Qual è allora il vero problema?

Guardi, la spending review straordinaria del “governo Monti” intende applicare al settore pubblico processi di controllo dei costi che rappresentano invece la prassi quotidiana delle imprese di mercato. Non si tiene conto di due limiti. Il primo consiste nel fatto che nel settore privato dell’economia rappresenta un errore ed è nell’interesse dell’azienda e degli azionisti rimuovere questo errore in modo efficace e rapido. Nel settore privato poi c’è la catena di comando che funziona. Tutto questo non funziona invece nel settore pubblico. Il governo cerca di spostare le truppe burocratiche così come i generali le divisioni sul terreno muovendo bandierine sulle carte geografiche, tuttavia mentre le divisioni si spostano, non essendo dotate di obiettivi e volontà autonome, gli organismi burocratici non ci pensano proprio.



C’è anche uno scarto evidente tra quello che lo Stato taglia e quello che invece devono tagliare i cittadini.

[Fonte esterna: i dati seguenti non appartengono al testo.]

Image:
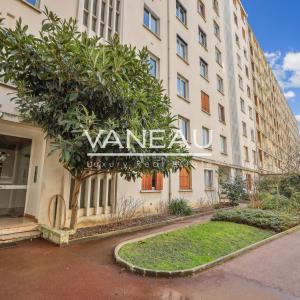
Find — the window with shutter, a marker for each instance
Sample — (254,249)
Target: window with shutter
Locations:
(205,102)
(185,179)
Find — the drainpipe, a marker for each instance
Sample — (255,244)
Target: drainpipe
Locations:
(169,80)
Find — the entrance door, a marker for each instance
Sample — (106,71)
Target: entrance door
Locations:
(14,167)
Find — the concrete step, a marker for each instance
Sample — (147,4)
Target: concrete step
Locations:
(20,236)
(18,229)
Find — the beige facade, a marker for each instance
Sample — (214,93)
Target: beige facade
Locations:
(215,74)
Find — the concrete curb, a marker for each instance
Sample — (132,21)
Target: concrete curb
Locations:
(195,270)
(144,227)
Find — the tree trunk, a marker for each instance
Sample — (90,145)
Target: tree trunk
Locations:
(74,203)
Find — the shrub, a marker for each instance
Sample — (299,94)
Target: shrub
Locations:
(273,220)
(289,185)
(235,191)
(179,207)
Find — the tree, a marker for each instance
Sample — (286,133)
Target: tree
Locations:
(67,82)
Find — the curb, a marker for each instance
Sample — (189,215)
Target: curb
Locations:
(195,270)
(143,227)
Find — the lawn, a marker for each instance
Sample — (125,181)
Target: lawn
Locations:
(192,246)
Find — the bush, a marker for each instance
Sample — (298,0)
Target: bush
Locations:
(273,220)
(280,203)
(235,191)
(179,207)
(289,185)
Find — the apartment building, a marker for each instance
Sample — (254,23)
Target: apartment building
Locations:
(216,77)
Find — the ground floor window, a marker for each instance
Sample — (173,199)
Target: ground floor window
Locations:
(185,182)
(152,182)
(209,179)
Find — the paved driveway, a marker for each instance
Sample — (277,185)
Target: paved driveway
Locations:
(39,270)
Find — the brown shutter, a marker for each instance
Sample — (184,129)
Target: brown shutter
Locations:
(184,179)
(159,181)
(147,182)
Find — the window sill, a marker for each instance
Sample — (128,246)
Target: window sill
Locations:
(37,9)
(150,192)
(153,33)
(184,60)
(204,78)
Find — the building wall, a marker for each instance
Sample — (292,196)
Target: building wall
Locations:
(258,86)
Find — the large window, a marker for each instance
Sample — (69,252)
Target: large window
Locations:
(203,68)
(205,102)
(151,21)
(153,66)
(152,182)
(220,84)
(185,182)
(181,48)
(218,56)
(182,87)
(202,38)
(180,12)
(221,113)
(184,126)
(208,179)
(34,2)
(223,144)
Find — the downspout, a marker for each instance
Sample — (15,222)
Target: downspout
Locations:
(169,80)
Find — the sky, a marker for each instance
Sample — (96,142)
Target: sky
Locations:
(276,24)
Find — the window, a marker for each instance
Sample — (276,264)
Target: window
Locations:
(251,113)
(248,92)
(205,102)
(185,182)
(150,21)
(94,15)
(85,11)
(244,129)
(246,154)
(184,126)
(239,60)
(103,18)
(221,113)
(252,135)
(243,106)
(34,2)
(205,136)
(201,9)
(152,182)
(241,85)
(247,71)
(180,12)
(202,38)
(235,19)
(203,68)
(254,157)
(182,87)
(153,66)
(216,6)
(218,56)
(237,40)
(208,179)
(181,48)
(217,30)
(223,142)
(220,84)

Questo è più che mai evidente, con pochi conti. Se si pensa a quello 0,5% di taglio della spesa pubblica e invece al crollo dei consumi dovuto ai tagli sui redditi dei cittadini, che sono almeno del 5%, si capisce bene la filosofia di questo governo. Quale tipo di visione ha questo “governo dei tecnici”. Prevale sempre una concezione centralistica, una sorta di Stato napoleonico senza Napoleone, ma con degli aspiranti azzeccagarbugli.

 

Anche l’accorpamento delle Province sembra pasticciato.

 

Ma anche in questo caso non c’è un’idea chiara. Il problema, a mio avviso, non sono nemmeno le Province, ma le competenze attuali che sono assegnate alle Province. Forse potrebbero essere utili in qualche altro modo, con altre competenze e funzioni.

 

Poi c’è un autentico salasso per Regioni e Comuni. Soprattutto le Regioni sono già sul “piede di guerra”.

 

Questa è la classica politica dello “scaricabarile finanziario”. Non riescono a ridurre le spese nella “casa madre” e scaricano il tutto sulle “controllate”. È l’ennesimo intervento di questo tipo da molti anni a questa parte. Mi chiedo continuamente perché vanno a caccia di risparmi e di tagli sulle controllate dei comuni e non guardano quello che avviene a livello centrale. Ma perché non cominciano soprattutto dalla testa?

 

Evitano comunque l’aumento dell’Iva nei prossimi mesi. Hanno spostato tutto a luglio del 2013, tra un anno.

 

Hanno spostato tutto a quando non saranno più al governo, probabilmente. Ma in tutti i casi danno un messaggio sbagliato ai consumatori, che continueranno a non consumare come stanno facendo in questi mesi. Che messaggio è un aumento indiscriminato dell’Iva di due punti su tutti i beni, anche quelli primari ed essenziali? Per alcuni generi di consumi non si potrebbero ridurre? Dimostrano solamente un vizio centralista e statalista, anche in questo caso.